Does Daddy Owe Her a College Degree? Zimmerman Vs. Zimmerman Takes a Parent to Court
What's happened since is about as routine as man bites dog. Last month Adrienne Zimmerman, a 21-year-old junior at New York's Adelphi University, filed suit against her father, Theodore Zimmerman, a Manhattan real estate lawyer, claiming he is bound by unwritten contract to put her through college. The case, a rare one, is being watched by legal scholars—and anxious parents—as a possible trend setter. "It's come full circle," says Leonard Loeb, chairman of the American Bar Association's section on family law. "The old common-law theory was that the child is a chattel. Current social theory is that children should benefit from the fact of their parenthood."
Like most legal cases, the human side of this one is tinged with pain. In the fall of 1976 Adrienne enrolled as a freshman at Adelphi, and her father paid her tuition. He had, she claims, forbidden her to take typing, shorthand or bookkeeping classes in high school, thus depriving her of the skills necessary to do secretarial work. A few months later Adrienne's parents began a bitter divorce proceeding. Neither of her brothers now lives at home, but Adrienne has remained with her mother, who last year suffered a stroke. Adrienne says her father reneged on a promise to Adelphi that he would pay tuition in installments, and this spring the university suspended her, citing $6,700 due for her sophomore and junior years. Her suit asks for the back tuition, plus any educational expenses she may run up in the future. It claims her father, 49, earns more than $100,000 a year, and adds that he owes Adrienne's mother $15,000 in back alimony.
"I told Dad," Adrienne recalls, " 'I don't want to go to court over this; it's silly, it's not necessary. Just keep your promise.' He said no, if I wanted to go to court, fine, go to court. I haven't spoken to him about it since." Adrienne's claimed contract with her father is not written, but oral contracts are accepted by courts—if sometimes difficult to prove. Not surprisingly, Adrienne's lawyer, who handled her mother's divorce, is hopeful about the case. Zimmerman, who terms the suit "unfortunate," will say only, "It's a family matter."

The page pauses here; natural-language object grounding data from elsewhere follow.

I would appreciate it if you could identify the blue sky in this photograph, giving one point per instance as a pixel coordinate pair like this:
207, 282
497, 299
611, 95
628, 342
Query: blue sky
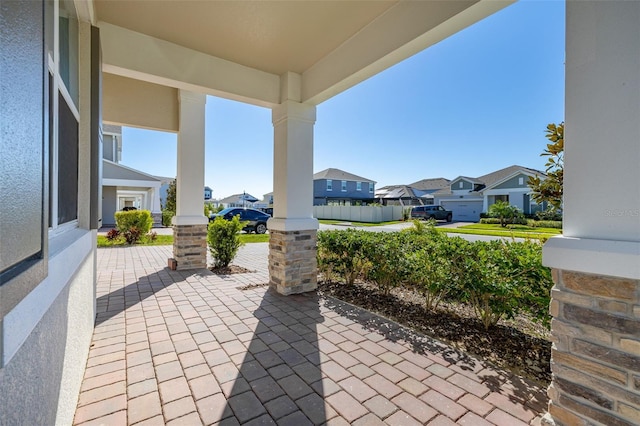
472, 104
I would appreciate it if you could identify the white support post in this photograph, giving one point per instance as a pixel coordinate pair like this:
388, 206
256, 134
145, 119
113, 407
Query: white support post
190, 224
292, 244
596, 263
190, 179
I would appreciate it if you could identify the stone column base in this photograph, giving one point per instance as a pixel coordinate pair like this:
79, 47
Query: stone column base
596, 350
190, 246
293, 267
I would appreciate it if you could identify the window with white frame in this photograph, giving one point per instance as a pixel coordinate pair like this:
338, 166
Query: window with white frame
63, 68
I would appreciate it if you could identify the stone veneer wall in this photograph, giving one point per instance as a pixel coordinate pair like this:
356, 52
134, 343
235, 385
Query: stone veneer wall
190, 246
596, 350
293, 267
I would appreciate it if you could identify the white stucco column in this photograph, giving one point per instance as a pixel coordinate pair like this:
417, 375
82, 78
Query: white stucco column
596, 263
602, 142
190, 179
190, 224
293, 167
292, 230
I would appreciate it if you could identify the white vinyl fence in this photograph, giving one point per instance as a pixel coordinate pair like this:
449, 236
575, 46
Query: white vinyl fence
359, 213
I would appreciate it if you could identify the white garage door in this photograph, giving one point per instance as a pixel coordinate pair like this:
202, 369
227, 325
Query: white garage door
464, 211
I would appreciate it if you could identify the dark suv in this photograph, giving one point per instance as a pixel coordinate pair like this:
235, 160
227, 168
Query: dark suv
431, 212
256, 220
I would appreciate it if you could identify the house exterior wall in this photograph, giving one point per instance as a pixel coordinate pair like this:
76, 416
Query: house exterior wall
46, 308
56, 323
466, 185
108, 148
320, 193
514, 182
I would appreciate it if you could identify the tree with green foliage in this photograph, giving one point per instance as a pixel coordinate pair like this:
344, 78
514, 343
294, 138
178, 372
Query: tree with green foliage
133, 224
504, 211
170, 201
169, 207
550, 189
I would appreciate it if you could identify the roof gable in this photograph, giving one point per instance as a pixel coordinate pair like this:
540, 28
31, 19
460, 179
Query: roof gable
430, 184
494, 178
337, 174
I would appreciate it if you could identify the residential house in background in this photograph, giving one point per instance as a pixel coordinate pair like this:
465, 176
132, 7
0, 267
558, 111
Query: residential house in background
164, 187
467, 197
398, 195
65, 63
335, 186
416, 194
237, 200
124, 186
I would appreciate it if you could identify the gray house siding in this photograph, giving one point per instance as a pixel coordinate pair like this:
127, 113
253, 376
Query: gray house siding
321, 195
455, 185
514, 182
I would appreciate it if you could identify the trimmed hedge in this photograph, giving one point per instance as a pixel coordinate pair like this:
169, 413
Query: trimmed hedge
529, 222
133, 224
499, 279
224, 240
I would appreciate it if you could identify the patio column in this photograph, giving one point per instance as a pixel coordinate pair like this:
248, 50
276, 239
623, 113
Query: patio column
292, 242
596, 263
190, 224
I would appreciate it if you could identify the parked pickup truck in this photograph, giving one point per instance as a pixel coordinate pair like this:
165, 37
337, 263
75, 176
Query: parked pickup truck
431, 212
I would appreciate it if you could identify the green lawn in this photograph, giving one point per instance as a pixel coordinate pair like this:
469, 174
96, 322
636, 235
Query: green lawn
516, 231
164, 240
340, 222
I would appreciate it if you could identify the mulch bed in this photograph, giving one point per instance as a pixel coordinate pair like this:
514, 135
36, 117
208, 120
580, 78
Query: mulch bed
230, 270
519, 345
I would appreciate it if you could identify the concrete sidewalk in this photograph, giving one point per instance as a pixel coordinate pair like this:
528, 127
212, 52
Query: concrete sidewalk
192, 348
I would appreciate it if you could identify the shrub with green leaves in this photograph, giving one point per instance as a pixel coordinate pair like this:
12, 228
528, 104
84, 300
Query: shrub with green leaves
167, 215
499, 279
387, 255
133, 224
509, 279
341, 254
224, 240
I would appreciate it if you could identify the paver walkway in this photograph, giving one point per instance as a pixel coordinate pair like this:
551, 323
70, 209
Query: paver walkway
192, 348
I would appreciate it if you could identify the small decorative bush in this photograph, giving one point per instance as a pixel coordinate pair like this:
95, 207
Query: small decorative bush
167, 215
133, 224
113, 234
499, 279
545, 224
223, 240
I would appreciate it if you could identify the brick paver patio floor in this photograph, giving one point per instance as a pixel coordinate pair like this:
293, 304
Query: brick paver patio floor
192, 348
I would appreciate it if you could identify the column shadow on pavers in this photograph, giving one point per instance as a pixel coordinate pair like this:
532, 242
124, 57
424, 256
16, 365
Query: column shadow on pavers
394, 332
118, 301
520, 390
280, 381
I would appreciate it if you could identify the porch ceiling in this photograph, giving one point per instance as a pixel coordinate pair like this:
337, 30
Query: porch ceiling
272, 36
240, 49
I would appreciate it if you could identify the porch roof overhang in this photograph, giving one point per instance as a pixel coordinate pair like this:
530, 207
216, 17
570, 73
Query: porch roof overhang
264, 52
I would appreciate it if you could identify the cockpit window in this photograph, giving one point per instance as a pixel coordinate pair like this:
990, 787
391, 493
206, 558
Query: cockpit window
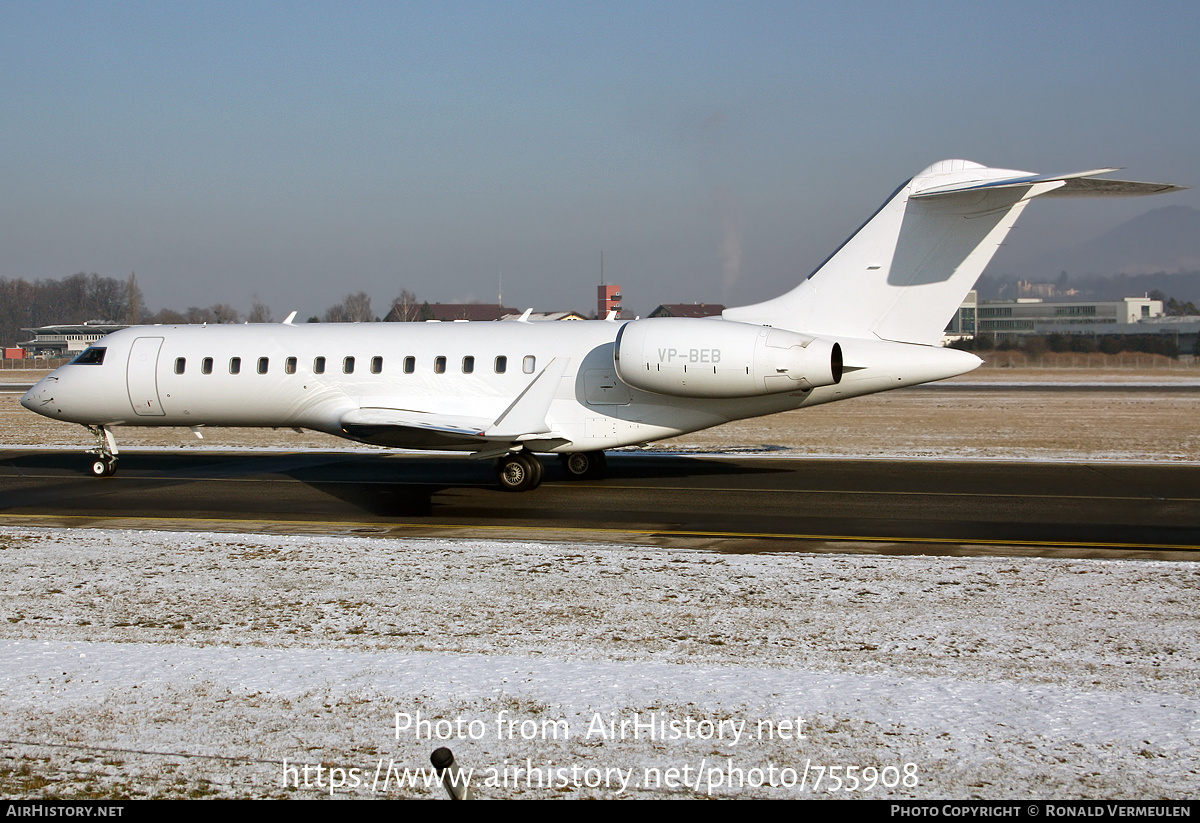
93, 355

Adrienne is a B student who attends school in the mornings 15 miles from her home and acts as nurse for her mother. She has obtained a bank commitment for a loan for this year's tuition, and hopes to persuade Adelphi to wait for the past-due fees, pending the outcome of her suit. If she wins, it means her father has only begun writing tuition checks. To follow in his career footsteps, she wants to go to his alma mater, Brooklyn Law School.